Выбрать главу

Паленов вместе с другими матросами вцепился в стальной швартовый конец, они ходом поволокли его из-за борта на палубу и начали наматывать на вьюшку, но не успели и до половины смотать, как Матвеевич снова закричал:

— Пошел левый шпиль.

Заворчали под палубой моторы, загрохотала якорь-цепь, линкор вздрогнул, словно пробудясь наконец-то от зимней спячки, и начал медленно отходить от стенки и поворачиваться. Его тотчас подхватил низкорослый пузатый буксир, поднатужился и повел через ворота на Большой Кронштадтский рейд. Пока скатывали водой палубу, убирали швартовы и накладывали стопора, Матвеевич, застегнутый наглухо, до самого подбородка, ходил тут же, понукал, и было видно, что все это ужасно ему нравится, а потом матросов опять поставили в строй вдоль борта, и Матвеевич, сразу потеряв важность и недоступность, подошел к дяде Васе, возле которого стоял Паленов, и дядя Вася спросил:

— Далеко ли пойдем?

— А, — сказал Матвеевич, — недалеко. Дойдем до Красной Горки, сделаем круг-другой и вернемся.
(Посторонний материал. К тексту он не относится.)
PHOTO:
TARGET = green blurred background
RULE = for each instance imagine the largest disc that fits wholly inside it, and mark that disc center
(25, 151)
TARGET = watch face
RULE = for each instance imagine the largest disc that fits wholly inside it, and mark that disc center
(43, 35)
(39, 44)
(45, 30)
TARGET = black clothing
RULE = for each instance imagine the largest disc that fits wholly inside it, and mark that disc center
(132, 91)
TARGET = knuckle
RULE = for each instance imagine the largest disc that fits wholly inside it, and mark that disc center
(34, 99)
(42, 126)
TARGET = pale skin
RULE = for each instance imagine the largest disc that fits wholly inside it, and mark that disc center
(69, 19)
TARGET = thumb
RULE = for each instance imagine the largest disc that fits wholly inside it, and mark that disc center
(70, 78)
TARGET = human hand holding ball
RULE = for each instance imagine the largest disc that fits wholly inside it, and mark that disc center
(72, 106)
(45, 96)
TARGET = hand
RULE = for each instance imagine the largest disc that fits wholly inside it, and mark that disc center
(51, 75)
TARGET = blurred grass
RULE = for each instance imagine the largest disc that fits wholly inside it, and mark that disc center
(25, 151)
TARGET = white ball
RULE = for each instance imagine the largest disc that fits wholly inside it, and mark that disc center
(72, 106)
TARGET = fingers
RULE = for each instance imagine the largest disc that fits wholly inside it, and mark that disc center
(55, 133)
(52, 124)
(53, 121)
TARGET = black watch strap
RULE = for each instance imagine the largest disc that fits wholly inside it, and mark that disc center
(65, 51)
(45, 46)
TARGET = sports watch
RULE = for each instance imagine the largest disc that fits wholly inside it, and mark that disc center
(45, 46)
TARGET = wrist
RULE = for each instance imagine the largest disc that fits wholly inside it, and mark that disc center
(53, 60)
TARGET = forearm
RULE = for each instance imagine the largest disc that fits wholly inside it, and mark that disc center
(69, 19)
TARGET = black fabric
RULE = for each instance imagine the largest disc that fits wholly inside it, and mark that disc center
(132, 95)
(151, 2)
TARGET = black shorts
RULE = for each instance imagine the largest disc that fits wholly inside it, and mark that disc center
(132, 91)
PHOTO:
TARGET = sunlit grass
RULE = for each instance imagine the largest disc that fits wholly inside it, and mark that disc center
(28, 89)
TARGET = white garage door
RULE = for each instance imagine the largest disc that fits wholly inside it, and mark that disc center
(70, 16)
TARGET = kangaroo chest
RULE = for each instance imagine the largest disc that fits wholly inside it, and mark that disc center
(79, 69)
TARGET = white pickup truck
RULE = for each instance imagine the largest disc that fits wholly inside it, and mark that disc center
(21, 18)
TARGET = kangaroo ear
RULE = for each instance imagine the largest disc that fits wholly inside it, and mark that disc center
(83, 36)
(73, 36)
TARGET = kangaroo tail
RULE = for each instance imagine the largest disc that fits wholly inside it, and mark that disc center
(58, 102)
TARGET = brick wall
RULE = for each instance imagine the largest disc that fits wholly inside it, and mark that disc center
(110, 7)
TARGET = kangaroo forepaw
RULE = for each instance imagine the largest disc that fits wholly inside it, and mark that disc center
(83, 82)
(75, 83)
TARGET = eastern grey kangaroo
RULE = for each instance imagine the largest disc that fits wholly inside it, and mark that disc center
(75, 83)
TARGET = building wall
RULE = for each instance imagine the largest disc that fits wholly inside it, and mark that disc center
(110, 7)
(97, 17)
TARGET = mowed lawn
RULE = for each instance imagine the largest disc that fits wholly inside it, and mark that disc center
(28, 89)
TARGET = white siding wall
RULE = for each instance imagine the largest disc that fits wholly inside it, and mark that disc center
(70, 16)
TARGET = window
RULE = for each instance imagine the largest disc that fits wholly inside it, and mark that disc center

— Опять Маркизова лужа, — посмеялся дядя Вася.

— Ну так что, — с обидой сказал Матвеевич. — Да и Красная Горка не совсем Маркизова лужа. Да и сами мы постройки четырнадцатого года. Новые корветы, те небось дальше пойдут.

— Нам на тех не хаживать.

— Тебе-то, может, и не хаживать, — согласился Матвеевич. — А адмирал твой, — он кивнул в сторону Паленова, — этот пойдет.

И не успел Паленов по-настоящему оскорбиться — «вот, черт пузатый, все помнит», — как дядя Вася сказал:

— Пусть идет. Мы ему дорожку проторили.

— А и то, — весело было начал Матвеевич, но не договорил и пошел по своим боцманским делам, хозяйски оглядывая палубу, а вскоре и подвахтенных отпустили вниз, но не успели дядя Вася с Паленовым дойти до своего люка, как снова сыграли боевую тревогу, и начались учения.

Дядя Вася наводил башню но горизонту словно бы играючи, даже особенно-то и не утруждая себя, а зеленая лампочка — сигнал, что башня наведена на цель, — светилась ровно, как будто электрическую цепь замкнули единожды да так замкнутой и оставили. Паленов опять стоял за его спиной, тоже — правда, мысленно — наводил башню, и все у него получалось хорошо и ловко, и мало-помалу ему стало ясно, что дело это нехитрое и он вполне с ним справится, а справившись с этим делом, вполне справится и с управлением огнем башни, а там сможет управлять и дивизионом главного калибра. Не боги же обжигают горшки… Ему вдруг стало просто и легко, потому что именно в эти минуты он ощутил себя вполне самостоятельным человеком.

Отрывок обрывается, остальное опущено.